The definition of boundaries means anything that marks a border. It’s a real or imagined line that marks the edge or limit of something or the limit of a subject, principle or relationship.

Personal boundaries are guidelines, rules or limits that a person creates to identify reasonable, safe and permissible ways for other people to behave towards them and how they will respond when someone passes those limits. They are built out of a mix of conclusions, beliefs, opinions, attitudes, past experiences and social learning. Personal boundaries help to define an individual by outlining likes and dislikes and setting the distances one allows others to approach. Boundaries are essential to healthy relationships and, really, a healthy life. Setting and sustaining boundaries is a skill.

Why Are Boundaries Important?

Healthy boundaries are necessary components for self-care. Without boundaries, we feel depleted, taken advantage of, taken for granted, or intruded upon. Whether it’s in work or in our personal relationships, poor boundaries may lead to resentment, hurt, anger, and burnout.

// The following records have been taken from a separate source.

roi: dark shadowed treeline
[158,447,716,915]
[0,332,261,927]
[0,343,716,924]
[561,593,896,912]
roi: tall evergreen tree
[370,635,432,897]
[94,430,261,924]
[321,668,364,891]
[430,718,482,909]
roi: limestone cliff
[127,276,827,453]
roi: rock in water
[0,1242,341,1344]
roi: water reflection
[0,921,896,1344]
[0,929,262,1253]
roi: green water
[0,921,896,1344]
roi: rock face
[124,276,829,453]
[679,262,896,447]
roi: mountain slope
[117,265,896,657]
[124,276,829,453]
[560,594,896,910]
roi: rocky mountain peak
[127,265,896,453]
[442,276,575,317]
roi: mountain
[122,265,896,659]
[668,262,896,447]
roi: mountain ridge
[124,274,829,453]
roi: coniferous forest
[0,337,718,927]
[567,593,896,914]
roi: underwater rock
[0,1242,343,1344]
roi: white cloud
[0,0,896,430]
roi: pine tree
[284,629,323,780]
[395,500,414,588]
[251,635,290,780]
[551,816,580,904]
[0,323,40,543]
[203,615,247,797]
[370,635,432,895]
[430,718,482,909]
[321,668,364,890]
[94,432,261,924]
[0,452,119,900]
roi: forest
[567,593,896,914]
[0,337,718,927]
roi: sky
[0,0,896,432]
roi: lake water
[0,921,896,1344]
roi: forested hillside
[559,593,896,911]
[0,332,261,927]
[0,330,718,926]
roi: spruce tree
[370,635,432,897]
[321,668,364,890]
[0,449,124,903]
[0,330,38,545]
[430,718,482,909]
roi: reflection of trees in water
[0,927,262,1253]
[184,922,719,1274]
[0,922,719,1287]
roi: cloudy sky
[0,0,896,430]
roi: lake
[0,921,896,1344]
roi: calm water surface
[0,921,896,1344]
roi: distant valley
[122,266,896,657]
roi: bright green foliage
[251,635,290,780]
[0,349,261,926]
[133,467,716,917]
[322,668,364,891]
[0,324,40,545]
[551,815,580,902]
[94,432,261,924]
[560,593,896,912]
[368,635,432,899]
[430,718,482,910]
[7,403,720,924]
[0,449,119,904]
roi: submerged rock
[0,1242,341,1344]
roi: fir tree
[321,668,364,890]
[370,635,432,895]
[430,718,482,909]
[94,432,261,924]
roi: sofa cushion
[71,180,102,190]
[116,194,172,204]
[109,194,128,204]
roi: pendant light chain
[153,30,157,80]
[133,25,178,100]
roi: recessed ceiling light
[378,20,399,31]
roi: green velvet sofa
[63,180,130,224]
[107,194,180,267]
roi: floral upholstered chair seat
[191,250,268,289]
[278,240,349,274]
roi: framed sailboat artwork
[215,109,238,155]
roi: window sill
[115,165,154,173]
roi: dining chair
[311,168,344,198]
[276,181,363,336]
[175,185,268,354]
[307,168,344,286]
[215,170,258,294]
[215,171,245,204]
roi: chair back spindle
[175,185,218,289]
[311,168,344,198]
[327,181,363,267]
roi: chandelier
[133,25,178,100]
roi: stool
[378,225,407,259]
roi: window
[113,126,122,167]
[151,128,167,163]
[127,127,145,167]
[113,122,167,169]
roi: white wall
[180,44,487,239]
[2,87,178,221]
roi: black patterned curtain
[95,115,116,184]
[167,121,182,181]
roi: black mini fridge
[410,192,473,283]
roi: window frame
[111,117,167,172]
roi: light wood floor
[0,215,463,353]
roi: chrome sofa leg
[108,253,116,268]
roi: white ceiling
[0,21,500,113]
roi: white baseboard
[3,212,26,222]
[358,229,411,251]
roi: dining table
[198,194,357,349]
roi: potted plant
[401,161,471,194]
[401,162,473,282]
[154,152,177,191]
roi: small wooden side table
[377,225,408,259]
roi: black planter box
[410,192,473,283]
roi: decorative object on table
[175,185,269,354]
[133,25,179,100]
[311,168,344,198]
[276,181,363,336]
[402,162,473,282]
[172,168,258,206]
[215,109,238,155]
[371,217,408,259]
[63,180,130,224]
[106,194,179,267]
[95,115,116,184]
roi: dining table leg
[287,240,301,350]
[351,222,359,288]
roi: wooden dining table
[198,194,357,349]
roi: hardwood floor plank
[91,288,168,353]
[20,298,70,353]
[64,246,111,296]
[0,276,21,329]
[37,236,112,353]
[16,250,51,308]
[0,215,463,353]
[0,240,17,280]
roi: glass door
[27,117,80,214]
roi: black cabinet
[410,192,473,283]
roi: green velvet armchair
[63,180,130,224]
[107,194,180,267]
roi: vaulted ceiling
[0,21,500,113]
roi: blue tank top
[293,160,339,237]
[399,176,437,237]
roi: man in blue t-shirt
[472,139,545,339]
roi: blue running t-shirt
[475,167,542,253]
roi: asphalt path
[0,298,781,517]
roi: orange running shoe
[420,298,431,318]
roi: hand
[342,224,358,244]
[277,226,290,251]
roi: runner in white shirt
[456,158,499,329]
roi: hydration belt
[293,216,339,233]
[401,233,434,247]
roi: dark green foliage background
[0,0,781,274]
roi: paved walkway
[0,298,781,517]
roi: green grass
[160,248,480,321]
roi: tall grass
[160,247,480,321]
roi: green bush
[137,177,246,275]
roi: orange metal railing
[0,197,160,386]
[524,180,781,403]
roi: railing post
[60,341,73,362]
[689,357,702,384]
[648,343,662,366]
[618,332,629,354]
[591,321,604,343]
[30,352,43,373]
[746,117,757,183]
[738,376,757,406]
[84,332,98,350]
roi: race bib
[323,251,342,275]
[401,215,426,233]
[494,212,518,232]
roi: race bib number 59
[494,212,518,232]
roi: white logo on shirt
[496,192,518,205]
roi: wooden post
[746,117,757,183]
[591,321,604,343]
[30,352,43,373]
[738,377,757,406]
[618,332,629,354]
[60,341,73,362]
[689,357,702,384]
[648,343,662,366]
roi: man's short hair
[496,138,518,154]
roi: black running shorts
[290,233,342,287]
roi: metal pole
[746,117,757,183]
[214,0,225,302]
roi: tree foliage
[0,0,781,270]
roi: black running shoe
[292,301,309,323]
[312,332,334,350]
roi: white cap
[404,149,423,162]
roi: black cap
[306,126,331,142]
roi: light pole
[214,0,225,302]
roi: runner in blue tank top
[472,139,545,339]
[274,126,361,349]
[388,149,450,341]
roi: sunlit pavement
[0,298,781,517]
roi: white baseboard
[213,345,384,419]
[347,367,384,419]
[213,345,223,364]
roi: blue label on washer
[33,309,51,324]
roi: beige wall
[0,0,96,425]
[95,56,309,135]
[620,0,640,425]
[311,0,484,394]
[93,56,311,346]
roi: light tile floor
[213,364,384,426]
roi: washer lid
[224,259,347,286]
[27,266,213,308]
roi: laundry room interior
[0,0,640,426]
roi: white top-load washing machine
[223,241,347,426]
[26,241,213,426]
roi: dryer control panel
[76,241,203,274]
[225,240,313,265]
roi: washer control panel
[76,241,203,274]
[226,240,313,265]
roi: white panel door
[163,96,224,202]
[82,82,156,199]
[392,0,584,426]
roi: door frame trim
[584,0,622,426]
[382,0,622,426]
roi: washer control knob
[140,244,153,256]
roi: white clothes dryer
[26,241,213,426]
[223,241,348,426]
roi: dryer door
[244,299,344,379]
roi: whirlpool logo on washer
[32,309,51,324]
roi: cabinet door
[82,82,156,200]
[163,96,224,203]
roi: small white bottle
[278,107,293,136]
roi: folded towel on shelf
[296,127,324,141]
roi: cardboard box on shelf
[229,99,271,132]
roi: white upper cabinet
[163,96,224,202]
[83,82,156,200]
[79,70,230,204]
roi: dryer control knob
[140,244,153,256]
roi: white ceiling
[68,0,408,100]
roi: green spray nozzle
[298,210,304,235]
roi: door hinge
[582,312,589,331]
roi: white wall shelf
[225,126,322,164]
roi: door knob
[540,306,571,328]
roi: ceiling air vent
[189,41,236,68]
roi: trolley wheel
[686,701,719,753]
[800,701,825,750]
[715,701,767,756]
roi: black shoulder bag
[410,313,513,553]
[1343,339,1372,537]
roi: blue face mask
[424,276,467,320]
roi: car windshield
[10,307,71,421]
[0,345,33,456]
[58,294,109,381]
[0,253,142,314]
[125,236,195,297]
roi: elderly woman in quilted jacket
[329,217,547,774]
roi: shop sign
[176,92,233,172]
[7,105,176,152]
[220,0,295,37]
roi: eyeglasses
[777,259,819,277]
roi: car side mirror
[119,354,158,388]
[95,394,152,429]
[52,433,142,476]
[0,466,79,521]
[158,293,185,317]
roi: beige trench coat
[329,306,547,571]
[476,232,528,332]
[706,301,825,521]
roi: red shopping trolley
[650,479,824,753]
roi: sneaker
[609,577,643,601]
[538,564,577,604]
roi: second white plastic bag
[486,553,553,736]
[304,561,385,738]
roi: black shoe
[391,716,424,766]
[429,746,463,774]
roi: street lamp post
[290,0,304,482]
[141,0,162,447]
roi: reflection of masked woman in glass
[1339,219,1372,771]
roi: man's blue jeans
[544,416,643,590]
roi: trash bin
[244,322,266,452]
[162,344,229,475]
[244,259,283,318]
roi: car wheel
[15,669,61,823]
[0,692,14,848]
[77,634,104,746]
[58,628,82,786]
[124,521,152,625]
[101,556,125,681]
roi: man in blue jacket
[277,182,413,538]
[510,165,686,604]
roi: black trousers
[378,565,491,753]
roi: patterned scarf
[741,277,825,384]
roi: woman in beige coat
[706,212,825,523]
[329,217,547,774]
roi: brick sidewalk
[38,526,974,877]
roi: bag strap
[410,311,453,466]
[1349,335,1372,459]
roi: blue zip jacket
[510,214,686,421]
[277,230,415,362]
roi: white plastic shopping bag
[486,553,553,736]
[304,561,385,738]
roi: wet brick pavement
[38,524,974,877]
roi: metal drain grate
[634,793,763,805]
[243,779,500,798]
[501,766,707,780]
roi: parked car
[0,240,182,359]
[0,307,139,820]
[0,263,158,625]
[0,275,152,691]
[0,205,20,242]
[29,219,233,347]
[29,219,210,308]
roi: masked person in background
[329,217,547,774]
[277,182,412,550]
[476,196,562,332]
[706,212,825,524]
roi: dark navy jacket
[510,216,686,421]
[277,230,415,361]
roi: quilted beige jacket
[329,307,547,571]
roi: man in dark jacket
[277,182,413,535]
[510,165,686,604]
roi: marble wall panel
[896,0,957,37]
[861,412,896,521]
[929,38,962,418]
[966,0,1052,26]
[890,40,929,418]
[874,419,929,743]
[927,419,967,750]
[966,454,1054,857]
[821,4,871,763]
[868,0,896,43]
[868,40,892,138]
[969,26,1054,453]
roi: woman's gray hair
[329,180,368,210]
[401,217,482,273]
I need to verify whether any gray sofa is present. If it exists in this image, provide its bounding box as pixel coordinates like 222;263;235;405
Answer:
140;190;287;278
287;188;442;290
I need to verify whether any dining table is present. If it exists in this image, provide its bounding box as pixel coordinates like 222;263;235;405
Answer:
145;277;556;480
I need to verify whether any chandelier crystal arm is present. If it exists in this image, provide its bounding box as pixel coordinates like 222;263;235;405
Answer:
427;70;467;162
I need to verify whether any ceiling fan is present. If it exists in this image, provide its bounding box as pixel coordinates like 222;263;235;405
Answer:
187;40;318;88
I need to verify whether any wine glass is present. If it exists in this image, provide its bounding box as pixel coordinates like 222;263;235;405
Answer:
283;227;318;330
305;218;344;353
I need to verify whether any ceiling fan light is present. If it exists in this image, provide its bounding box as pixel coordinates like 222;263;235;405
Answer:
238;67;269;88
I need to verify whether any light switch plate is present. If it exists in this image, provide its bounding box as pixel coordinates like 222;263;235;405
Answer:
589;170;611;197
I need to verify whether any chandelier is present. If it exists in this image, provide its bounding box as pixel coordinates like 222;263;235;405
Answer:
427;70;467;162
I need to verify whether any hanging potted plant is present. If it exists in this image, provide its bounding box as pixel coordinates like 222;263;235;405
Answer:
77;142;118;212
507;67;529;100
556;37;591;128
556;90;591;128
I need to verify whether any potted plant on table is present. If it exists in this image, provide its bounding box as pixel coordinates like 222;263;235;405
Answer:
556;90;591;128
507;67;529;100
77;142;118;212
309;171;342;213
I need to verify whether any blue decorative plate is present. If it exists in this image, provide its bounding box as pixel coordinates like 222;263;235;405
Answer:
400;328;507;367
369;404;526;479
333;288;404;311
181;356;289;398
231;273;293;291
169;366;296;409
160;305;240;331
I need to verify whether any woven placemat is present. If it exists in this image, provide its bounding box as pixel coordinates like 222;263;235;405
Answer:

Boundaries help us take care of ourselves by giving us permission to say NO to things, to not take everything on. Boundaries draw a clear line around what is ok for us and what is not. While some behaviours clearly cross the line for almost anyone, we all have different comfort levels when it comes to everything from intimacy and privacy to lateness. When someone behaves in a way that doesn’t feel ok to us – that crosses our line, we need to take care of ourselves by letting them know and making that line much clearer.  

Boundaries are important for both individuals in a relationship, and for the health of the relationship itself. Without clear boundaries, we may feel resentful, taken advantage of and eventually shut down and withdraw.  It can affect our sense of self-esteem, self-worth and overall personal and interpersonal comfort level. Clear boundaries allow us to remain connected and communicating these boundaries shows our respect for the relationship, because we’re willing to put in the work to ensure that the relationship stays strong and safe.

UNHEALTHY Boundaries are characterised by:

  • Sharing too much too soon or, at the other end of the spectrum, closing yourself off and not expressing your need and wants. Feeling responsible for others’ happiness.
  • Weak sense of your own identity.
  • You base how you feel about yourself on how others treat you.
  • You allow others to make decisions for you; consequently, you feel powerless and do not take responsibility for your own life.

HEALTHY Boundaries allow an individual to:

  • Have high self-esteem and self-respect.
  • Share personal information gradually, in a mutually sharing and trusting relationship.
  • Protect physical and emotional space from intrusion.
  • Have an equal partnership where responsibility and power are shared.
  • Be assertive. Confidently and truthfully say YES or NO and be OK when others say NO to you.
  • Separate your needs, thoughts, feelings, and desires from others. Recognize that your boundaries and needs are different from others.
  • Empower yourself to make healthy choices and take responsibility for yourself. If you are dealing with someone who is physically dangerous or threatening to you, it may not be safe to attempt to set explicit boundaries with them. If you are in this situation, it can be helpful to work with a counsellor, therapist or advocate to create a safety plan and boundary setting may be a part of this.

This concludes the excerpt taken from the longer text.